Stage 1: Reactive phase: This is generally the most acute and painful stage of a tendinopathy. It occurs due to a large increase in the volume, frequency or intensity of a load on a tendon without enough rest time for recovery to take place. It can also occur by a direct blow to the tendon (ie falling off your bike onto your knee). Tendons can appear swollen in this phase- however if this swelling is not inflammatory, then what is actually causing the swelling?

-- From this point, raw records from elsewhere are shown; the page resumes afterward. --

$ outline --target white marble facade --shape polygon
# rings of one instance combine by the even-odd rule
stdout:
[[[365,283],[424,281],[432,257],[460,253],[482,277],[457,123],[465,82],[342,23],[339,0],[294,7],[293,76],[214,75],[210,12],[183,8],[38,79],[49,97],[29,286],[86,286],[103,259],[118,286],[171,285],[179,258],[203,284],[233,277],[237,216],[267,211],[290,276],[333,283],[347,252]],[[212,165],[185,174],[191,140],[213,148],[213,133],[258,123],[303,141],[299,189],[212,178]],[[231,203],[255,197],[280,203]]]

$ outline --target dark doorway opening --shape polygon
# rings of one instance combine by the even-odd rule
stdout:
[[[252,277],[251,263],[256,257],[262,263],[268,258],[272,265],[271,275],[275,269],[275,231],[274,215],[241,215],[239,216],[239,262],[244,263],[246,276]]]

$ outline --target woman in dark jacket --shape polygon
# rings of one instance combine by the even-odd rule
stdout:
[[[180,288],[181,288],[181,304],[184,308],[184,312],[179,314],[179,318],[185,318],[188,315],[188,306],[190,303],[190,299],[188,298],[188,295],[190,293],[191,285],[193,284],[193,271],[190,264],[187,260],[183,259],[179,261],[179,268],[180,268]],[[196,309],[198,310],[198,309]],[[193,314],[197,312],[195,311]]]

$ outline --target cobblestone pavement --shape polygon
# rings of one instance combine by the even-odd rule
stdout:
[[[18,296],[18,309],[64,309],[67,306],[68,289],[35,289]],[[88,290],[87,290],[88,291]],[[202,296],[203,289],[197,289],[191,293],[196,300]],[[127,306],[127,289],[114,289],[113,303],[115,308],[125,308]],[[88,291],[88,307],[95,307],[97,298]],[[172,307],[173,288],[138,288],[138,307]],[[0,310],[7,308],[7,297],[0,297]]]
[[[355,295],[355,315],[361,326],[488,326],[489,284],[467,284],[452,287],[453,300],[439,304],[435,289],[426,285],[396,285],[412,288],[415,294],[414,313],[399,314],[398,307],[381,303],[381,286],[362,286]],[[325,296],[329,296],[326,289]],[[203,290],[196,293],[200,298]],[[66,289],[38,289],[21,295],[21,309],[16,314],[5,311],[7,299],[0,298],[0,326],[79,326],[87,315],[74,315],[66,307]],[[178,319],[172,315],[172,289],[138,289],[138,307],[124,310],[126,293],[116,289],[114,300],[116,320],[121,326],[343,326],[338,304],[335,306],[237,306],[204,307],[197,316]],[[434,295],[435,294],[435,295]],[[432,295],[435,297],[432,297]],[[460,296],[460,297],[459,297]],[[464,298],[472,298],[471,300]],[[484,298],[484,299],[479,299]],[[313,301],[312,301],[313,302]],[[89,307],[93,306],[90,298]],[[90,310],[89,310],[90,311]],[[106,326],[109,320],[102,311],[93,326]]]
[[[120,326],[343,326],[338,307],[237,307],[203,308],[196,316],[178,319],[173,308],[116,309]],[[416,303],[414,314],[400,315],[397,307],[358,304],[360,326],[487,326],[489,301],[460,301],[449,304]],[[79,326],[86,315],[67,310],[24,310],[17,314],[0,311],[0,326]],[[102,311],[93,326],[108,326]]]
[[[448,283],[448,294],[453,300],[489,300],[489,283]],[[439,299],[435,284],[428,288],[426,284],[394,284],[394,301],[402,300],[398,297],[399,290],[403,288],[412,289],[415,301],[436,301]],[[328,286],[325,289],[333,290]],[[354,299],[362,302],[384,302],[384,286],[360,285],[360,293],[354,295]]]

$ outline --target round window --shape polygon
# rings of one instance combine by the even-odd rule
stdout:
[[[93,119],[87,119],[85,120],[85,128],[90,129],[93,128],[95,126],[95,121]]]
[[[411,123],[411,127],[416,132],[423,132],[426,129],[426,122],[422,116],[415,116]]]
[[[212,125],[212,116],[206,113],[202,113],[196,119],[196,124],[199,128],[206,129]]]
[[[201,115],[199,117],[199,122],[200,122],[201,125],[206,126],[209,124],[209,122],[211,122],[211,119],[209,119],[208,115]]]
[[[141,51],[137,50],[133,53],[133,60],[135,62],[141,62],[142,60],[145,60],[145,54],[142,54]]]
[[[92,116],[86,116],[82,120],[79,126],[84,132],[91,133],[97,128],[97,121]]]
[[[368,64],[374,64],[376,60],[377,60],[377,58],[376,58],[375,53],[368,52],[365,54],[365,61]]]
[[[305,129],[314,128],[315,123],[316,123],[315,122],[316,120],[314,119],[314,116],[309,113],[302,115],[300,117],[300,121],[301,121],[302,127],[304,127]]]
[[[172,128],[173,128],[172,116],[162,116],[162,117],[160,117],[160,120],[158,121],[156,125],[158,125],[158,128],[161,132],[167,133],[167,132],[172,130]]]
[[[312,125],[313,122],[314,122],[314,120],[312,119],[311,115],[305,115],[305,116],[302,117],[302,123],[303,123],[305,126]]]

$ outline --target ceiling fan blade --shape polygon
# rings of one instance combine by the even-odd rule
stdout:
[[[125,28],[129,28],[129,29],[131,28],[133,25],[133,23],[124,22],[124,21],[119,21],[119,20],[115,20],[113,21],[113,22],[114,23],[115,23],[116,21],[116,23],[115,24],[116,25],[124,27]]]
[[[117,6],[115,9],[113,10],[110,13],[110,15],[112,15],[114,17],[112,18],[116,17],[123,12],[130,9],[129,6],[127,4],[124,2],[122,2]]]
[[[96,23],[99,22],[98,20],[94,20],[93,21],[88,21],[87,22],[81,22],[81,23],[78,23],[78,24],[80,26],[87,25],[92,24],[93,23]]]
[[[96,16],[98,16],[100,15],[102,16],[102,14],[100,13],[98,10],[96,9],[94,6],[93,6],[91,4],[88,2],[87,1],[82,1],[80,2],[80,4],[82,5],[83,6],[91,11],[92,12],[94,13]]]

Our tendons are made up of collagen fibres and ground substance (which is a gel like substance consisting of water and other proteins). Overload of the tendon causes a stimulation of the proteins in the ground substance specifically a protein called glycoaminoglycans . This protein is hydrophilic and attracts water molecules. The attraction of additional water molecules causes the swelling one sees in a reactive tendinopathy. If this problem is not treated, tendons can progress to the next phase…
Stage 2 the dysrepair phase of the tendinopathy.
During the dysrepair phase of a tendinopathy an increase in water molecules in the tendon causes a disruption of the collagen fibres. The tendon tries to repair itself by stimulating more cells, new blood vessels and nerves in the area. These changes further disrupt the tendon
Stage 3– also know as the degenerative phase of a tendinopathy is more common in older athletes and occurs due to chronic overload of the tendon. Tendon can be nodular with thickening. The degenerative tendinopathy can lead in some cases to tendon rupture. .
How to manage the different phases of tendinopathy.
Being able to identify what phase of tendinopathy you are in, is important as treatment and management during these phases differ from one another.
During the Reactive phase of a tendinopathy load management is extremely important. This means reducing the load to a level in which recovery can take place. In some people this may mean stopping running and substituting it with activities like cycling or swimming. In others just modifying training parameters may be enough- it all depends on the severity of the problem.
Once pain has reduced , GRADUAL build up of activity is important. Paying attention to tendon reaction not only during activity but also with 24hours of activity is extremely important. Tendons may have a latent reaction to loading and therefore one may feel great during activity but pain the next day.
The reactive phase of a tendinopathy can last from 5-10 days (often more). One may have heard of eccentric exercises when it comes to tendinopathies. In the reactive phase these exercises are not recommended and may infact aggravate symptoms. What is recommended are isometric exercises. These have been shown to reduce pain and maintain muscle strength in the reactive phase. Interestingly stretching the muscle tendon unit may not be beneficial in the reactive phase and may even aggravate symptoms. Soft tissue massage may be a better option to manage muscle length in this stage.
Eccentric exercise has been shown to stimulate cell activity, increase collagen production in and improve tendon structure in abnormal tendons. These exercises are therefore recommended in the degenerative phase of tendinopathy.
Identifying which stage of tendinopathy you are in and what to do about it can often be difficult. Seeking help from a physiotherapist can be useful even just for some guidance about a specific exercise regime or advice about how much activity is beneficial to promote tendon recovery.